Ardern’s ratings have dropped to 36.6 per cent, down seven points, a fall larger than that of her party. Meanwhile, opposition National leader Christopher Luxon is gaining. He’s up six points to 23.9 per cent. 

It marks Ardern’s lowest result in the poll since she became Prime Minister in 2017 and the best result for a National leader since before that election. This is part of a consistent trend. In March, a TVNZ/Kantor poll found National had overtaken Labour – albeit by a smaller margin – for the first time since the pandemic began.

Those results mark a return to conventional political trends in New Zealand, where multiparty coalition governments are the norm. In the last election, Labour won a large enough chunk of the vote to govern alone. This was unusual – driven by Ardern’s personal popularity, and widespread support for the government’s Covid-19 response.

In recent months, New Zealand’s attention has turned from the Covid response to the mounting challenges of inflation and the cost of living.
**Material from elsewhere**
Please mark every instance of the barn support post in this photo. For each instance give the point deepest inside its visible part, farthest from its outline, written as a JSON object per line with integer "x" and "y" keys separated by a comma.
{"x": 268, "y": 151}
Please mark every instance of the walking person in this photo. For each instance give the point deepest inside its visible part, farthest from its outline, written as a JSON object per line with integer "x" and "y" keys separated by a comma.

In April, annual inflation reached a 30-year high of 6.9 per cent, and in March, food prices were 7.6 per cent higher compared with the year before. Despite government tax relief on petrol, prices at the pump have been driven up by the flow-on effects of the war in Ukraine. Median rents are up 7 per cent year on year and high prices are locking many first-time buyers out of the housing market.

Ardern told Newshub: It has been a really difficult period for New Zealand and then of course, by default, that makes it a difficult period to govern through,’ she said. ‘There will be from time to time tough decisions that need to be made and if that means that we take a bit of a hit in the numbers, so long as we stand by all of the decisions we’ve made – and we do – then that’s a price we’re willing to pay.’

National party leader Christopher Luxon told the New Zealand Herald the results reflected broad disaffection among New Zealanders. ‘Why it’s happening is the public is just feeling that it’s a government that’s all spin and no delivery and it doesn’t get things done,’ he said. The Prime Minister is promising she’s up for round three, saying she will definitely run in 2023. ‘I’m not going anywhere,’ Ardern declared. That might well be her intention, but New Zealanders will have the final say.